King’s Fellow to fund new support for economically disadvantaged students
A gift from Professor Simon Goldhill is establishing a new fund to support undergraduate students at King’s. The Simon Goldhill Fund will enable students from economically disadvantaged backgrounds to make the most of their educational opportunities at Cambridge, from when they first accept their offer to when they graduate. The fund is particularly aimed at helping students who are refugees or the children of refugees, students from under-represented backgrounds and those who are the first in their immediate family to go to university.
Simon Goldhill (KC 1975) is Professor of Greek Literature and Culture and was for many years Director of Studies in Classics at King’s. He was an undergraduate and PhD student at King’s, and was appointed Fellow in 1982. Professor Goldhill said:
After more than 40 years benefitting from all that King’s offers in its own exceptional way, I felt it was time to give back. I want to help the College fulfil its aim of reaching, supporting and funding more disadvantaged students who could really thrive here – particularly those facing the most insuperable barriers. It’s not just teaching and learning: King’s changes lives in so many ways; and I hope that the students who are supported by grants from the fund will be able to take every opportunity offered to them.

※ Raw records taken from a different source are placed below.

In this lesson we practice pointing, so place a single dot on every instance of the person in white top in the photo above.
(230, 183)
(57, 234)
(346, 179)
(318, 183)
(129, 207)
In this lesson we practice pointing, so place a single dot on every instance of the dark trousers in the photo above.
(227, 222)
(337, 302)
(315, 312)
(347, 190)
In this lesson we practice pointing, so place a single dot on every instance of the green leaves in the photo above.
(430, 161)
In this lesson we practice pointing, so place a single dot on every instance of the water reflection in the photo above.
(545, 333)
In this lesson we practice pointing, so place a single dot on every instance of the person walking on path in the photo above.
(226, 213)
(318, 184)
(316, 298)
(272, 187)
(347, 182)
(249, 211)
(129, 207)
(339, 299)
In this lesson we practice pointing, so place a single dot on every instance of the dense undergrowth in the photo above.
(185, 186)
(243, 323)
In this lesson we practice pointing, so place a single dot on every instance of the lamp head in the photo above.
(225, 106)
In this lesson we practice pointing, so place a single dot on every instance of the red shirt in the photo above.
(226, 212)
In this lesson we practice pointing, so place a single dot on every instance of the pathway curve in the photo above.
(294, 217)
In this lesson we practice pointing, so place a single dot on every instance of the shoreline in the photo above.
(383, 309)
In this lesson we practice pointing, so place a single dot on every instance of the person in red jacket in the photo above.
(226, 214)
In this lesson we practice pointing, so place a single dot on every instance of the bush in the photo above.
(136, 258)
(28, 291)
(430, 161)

The £80,000 gift from Professor Goldhill will also unlock matched funds from the Harding Challenge, which goes to undergraduates in greatest need across the whole University.

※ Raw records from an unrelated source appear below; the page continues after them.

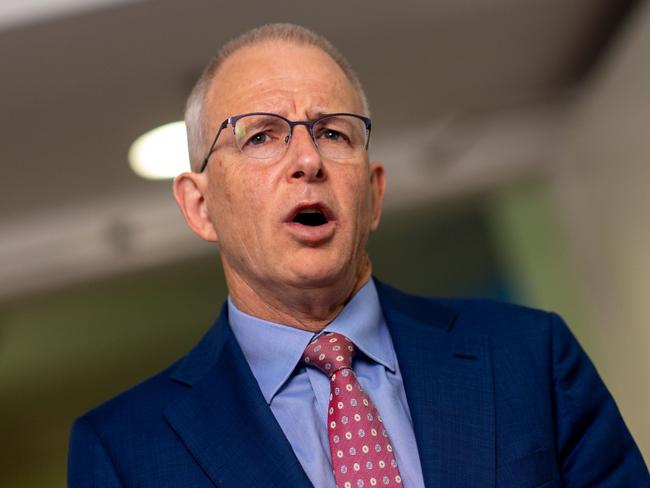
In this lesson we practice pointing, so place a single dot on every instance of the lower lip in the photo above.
(312, 235)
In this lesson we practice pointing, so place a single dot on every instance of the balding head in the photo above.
(199, 121)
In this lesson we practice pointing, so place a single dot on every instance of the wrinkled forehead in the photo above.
(282, 77)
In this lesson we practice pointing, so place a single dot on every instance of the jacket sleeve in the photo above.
(89, 463)
(594, 446)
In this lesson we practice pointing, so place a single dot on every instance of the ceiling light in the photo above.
(160, 153)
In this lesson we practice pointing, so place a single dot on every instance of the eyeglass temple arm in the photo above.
(224, 124)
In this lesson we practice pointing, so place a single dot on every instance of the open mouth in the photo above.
(311, 215)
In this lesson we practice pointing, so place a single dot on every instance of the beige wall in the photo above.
(602, 189)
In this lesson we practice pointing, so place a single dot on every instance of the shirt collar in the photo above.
(273, 350)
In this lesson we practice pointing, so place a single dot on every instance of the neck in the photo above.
(307, 308)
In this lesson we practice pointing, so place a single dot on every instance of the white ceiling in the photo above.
(453, 79)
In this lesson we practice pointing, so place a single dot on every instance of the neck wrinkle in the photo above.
(293, 309)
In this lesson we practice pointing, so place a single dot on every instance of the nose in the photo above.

The King’s Campaign is currently raising £100 million to shape the next stage in the College’s future, with student support a major priority area. Assistant Admissions Tutor Dr Zoe Adams said:
This gift will help us encourage, and empower, more of the most capable students, giving them new opportunities, and helping them to realise their potential. Last year we accepted more than 78% of students from state schools, and 21% of direct offers made were to applicants from socially or economically disadvantaged backgrounds. We know how critical additional support at every stage of the Cambridge journey, from offer to successful completion of their studies and graduation, can be to our students - Simon’s gift will help us to support them not only in meeting their offers, but also in adapting and thriving in relation to all aspects of the Cambridge experience.